Department of Biomedical Informatics, School of Medicine, Ajou University, Suwon, Gyeonggi-do, Republic of Korea.
Department of Brain Science, School of Medicine, Ajou University, Suwon, Gyeonggi-do, Republic of Korea.
JMIR Mhealth Uhealth. 2020 Jul 23;8(7):e16113. doi: 10.2196/16113.
Data collected by an actigraphy device worn on the wrist or waist can provide objective measurements for studies related to physical activity; however, some data may contain intervals where values are missing. In previous studies, statistical methods have been applied to impute missing values on the basis of statistical assumptions. Deep learning algorithms, however, can learn features from the data without any such assumptions and may outperform previous approaches in imputation tasks.
The aim of this study was to impute missing values in data using a deep learning approach.
To develop an imputation model for missing values in accelerometer-based actigraphy data, a denoising convolutional autoencoder was adopted. We trained and tested our deep learning-based imputation model with the National Health and Nutrition Examination Survey data set and validated it with the external Korea National Health and Nutrition Examination Survey and the Korean Chronic Cerebrovascular Disease Oriented Biobank data sets which consist of daily records measuring activity counts. The partial root mean square error and partial mean absolute error of the imputed intervals (partial RMSE and partial MAE, respectively) were calculated using our deep learning-based imputation model (zero-inflated denoising convolutional autoencoder) as well as using other approaches (mean imputation, zero-inflated Poisson regression, and Bayesian regression).
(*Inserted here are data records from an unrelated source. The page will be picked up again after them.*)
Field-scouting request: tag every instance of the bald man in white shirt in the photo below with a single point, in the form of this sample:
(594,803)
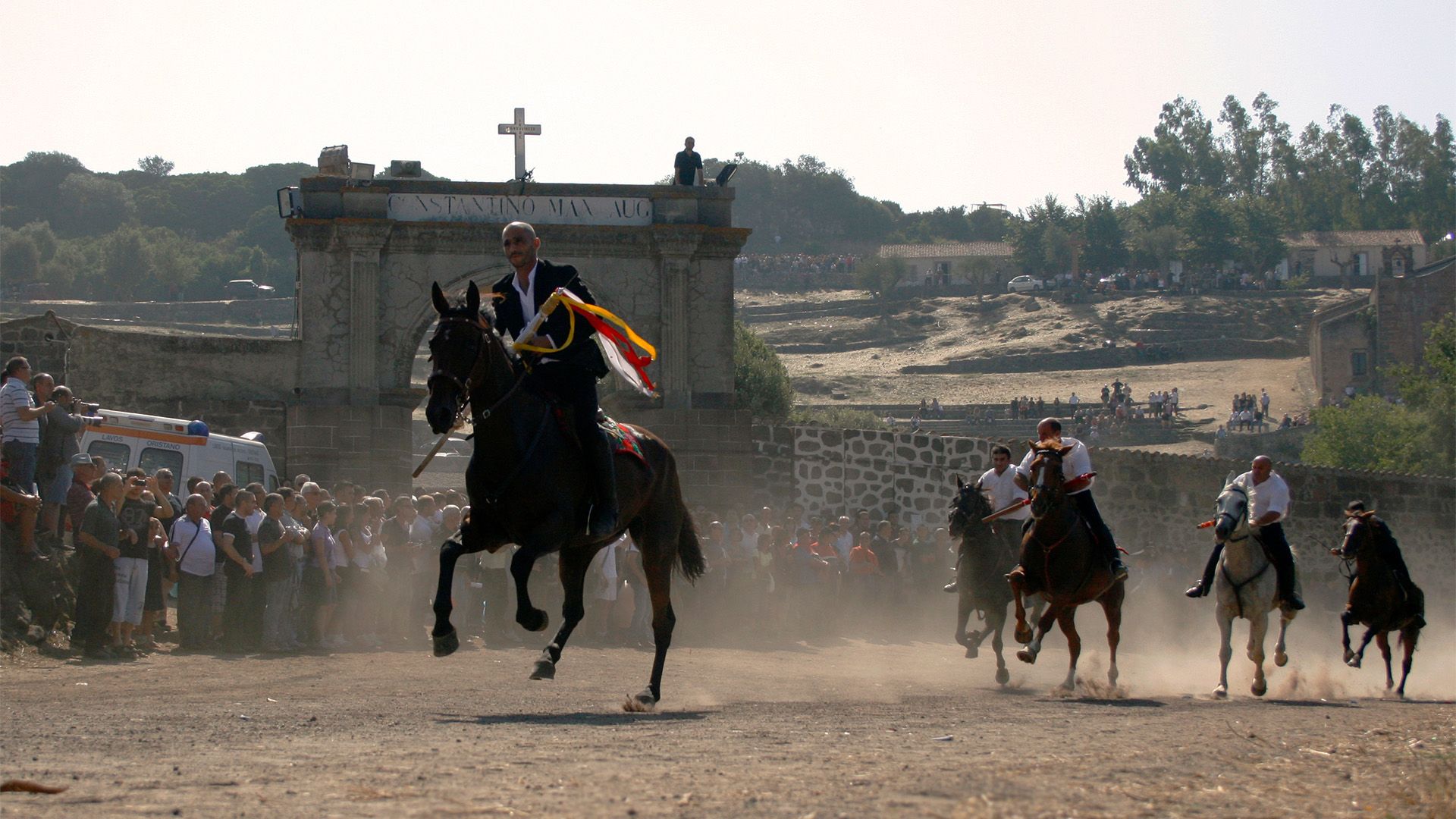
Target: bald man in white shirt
(1269,507)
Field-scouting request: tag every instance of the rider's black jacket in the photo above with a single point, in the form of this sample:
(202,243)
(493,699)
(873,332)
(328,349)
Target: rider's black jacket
(582,352)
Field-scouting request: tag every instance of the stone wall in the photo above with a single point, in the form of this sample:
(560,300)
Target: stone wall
(1150,500)
(248,312)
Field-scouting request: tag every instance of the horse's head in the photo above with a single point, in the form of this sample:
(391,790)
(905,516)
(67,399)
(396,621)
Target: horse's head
(968,507)
(1360,532)
(1046,474)
(466,353)
(1231,510)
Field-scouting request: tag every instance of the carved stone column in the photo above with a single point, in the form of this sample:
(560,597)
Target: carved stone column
(363,243)
(674,249)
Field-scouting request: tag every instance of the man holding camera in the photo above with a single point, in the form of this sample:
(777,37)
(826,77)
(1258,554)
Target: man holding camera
(19,423)
(60,442)
(139,507)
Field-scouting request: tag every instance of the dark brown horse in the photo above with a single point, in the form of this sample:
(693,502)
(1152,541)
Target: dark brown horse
(529,485)
(981,572)
(1060,560)
(1376,599)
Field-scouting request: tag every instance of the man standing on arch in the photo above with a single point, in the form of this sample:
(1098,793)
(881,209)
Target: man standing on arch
(688,165)
(568,375)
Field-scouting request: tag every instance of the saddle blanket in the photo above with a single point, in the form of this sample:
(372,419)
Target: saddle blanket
(622,438)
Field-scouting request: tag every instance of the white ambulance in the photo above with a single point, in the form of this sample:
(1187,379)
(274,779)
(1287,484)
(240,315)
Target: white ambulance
(187,447)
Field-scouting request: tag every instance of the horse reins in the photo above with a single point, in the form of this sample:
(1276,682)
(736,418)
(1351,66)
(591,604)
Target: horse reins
(466,400)
(476,373)
(1223,564)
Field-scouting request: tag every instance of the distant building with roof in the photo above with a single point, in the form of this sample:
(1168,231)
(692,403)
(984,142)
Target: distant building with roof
(944,261)
(1327,256)
(1351,341)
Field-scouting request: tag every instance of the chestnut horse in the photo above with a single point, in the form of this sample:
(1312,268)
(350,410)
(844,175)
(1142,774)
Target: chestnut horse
(1376,599)
(1060,560)
(981,572)
(528,485)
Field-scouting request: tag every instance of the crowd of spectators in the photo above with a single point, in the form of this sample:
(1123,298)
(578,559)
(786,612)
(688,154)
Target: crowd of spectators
(794,271)
(212,566)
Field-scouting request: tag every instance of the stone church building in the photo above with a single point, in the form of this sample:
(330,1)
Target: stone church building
(1351,341)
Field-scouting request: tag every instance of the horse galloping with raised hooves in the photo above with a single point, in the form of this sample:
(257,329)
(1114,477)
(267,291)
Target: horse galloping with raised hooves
(1059,558)
(1244,588)
(1381,598)
(528,485)
(987,553)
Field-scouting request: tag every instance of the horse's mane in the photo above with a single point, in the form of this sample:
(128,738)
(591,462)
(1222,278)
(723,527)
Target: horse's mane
(459,309)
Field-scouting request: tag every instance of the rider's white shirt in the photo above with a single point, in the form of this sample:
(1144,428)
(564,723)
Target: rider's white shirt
(529,303)
(1003,491)
(1270,496)
(1076,463)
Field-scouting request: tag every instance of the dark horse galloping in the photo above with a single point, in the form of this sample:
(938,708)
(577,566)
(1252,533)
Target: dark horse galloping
(528,485)
(1378,599)
(1062,561)
(984,557)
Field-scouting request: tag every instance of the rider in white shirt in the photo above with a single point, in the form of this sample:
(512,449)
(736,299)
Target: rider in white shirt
(1076,463)
(1269,507)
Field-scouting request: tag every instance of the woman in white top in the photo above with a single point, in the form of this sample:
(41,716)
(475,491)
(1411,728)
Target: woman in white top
(319,575)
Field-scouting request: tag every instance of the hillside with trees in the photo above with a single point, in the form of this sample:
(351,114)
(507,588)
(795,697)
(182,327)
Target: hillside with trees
(1209,191)
(142,234)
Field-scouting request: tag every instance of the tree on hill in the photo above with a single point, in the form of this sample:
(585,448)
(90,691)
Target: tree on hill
(759,378)
(878,276)
(155,165)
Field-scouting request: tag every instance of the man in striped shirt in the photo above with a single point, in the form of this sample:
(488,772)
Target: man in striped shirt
(20,423)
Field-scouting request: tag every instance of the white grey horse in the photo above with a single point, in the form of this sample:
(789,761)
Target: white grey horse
(1245,588)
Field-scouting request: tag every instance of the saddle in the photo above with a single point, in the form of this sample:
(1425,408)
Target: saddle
(620,438)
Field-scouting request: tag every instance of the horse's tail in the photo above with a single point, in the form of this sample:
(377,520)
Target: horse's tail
(689,551)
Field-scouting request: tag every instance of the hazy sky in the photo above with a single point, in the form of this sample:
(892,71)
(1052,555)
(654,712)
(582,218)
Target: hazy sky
(925,104)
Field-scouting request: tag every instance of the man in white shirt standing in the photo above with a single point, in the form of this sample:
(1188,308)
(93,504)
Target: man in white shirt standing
(1076,463)
(194,551)
(1269,507)
(999,484)
(19,419)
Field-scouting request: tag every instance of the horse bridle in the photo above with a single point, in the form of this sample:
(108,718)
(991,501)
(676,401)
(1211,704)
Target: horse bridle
(476,372)
(1222,513)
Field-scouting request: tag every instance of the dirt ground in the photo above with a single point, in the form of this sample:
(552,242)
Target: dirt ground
(836,729)
(832,341)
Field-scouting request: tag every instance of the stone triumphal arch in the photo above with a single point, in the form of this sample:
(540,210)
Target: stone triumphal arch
(660,257)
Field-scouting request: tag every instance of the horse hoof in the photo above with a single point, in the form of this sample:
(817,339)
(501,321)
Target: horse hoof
(533,620)
(447,643)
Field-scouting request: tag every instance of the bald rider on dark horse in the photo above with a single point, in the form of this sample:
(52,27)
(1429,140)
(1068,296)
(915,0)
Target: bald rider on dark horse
(568,375)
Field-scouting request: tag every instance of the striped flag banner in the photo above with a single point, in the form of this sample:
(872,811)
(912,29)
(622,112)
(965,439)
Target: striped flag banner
(626,353)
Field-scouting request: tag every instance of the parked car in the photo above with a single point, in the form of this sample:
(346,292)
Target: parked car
(248,289)
(1022,284)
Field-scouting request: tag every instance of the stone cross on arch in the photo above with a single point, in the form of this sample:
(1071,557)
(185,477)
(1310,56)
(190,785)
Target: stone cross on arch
(520,130)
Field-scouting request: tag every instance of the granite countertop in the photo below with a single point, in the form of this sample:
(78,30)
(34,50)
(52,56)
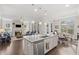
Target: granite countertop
(35,38)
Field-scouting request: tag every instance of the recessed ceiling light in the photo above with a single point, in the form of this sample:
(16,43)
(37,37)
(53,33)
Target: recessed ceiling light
(45,23)
(45,14)
(35,10)
(33,22)
(67,5)
(40,23)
The zero-inflated denoising convolutional autoencoder exhibited a partial RMSE of 839.3 counts and partial MAE of 431.1 counts, whereas mean imputation achieved a partial RMSE of 1053.2 counts and partial MAE of 545.4 counts, the zero-inflated Poisson regression model achieved a partial RMSE of 1255.6 counts and partial MAE of 508.6 counts, and Bayesian regression achieved a partial RMSE of 924.5 counts and partial MAE of 605.8 counts.
Our deep learning-based imputation model performed better than the other methods when imputing missing values in actigraphy data.
佩戴在手腕或腰部的活动记录仪收集的数据可提供与身体活动相关研究的客观测量值;然而,部分数据可能包含缺失值的区间。在之前的研究中,统计方法已被应用于基于统计假设来插补缺失值。然而,深度学习算法可以从数据中学习特征,而无需任何此类假设,并且在插补任务中可能优于之前的方法。
本研究旨在使用深度学习方法插补活动记录仪数据中的缺失值。
为了开发基于加速度计的活动记录仪数据中缺失值的插补模型,采用了去噪卷积自动编码器。我们使用国家健康和营养检查调查数据集训练和测试我们的基于深度学习的插补模型,并使用外部韩国国家健康和营养检查调查以及韩国慢性脑血管疾病定向生物库数据集进行验证,这些数据集包含测量活动计数的日常记录。使用我们的基于深度学习的插补模型(零膨胀去噪卷积自动编码器)以及其他方法(均值插补、零膨胀泊松回归和贝叶斯回归)计算插补区间的部分均方根误差和部分平均绝对误差(部分 RMSE 和部分 MAE)。
零膨胀去噪卷积自动编码器的部分 RMSE 为 839.3 计数,部分 MAE 为 431.1 计数,而均值插补的部分 RMSE 为 1053.2 计数,部分 MAE 为 545.4 计数,零膨胀泊松回归模型的部分 RMSE 为 1255.6 计数,部分 MAE 为 508.6 计数,贝叶斯回归的部分 RMSE 为 924.5 计数,部分 MAE 为 605.8 计数。
在插补活动记录仪数据中的缺失值时,我们的基于深度学习的插补模型的性能优于其他方法。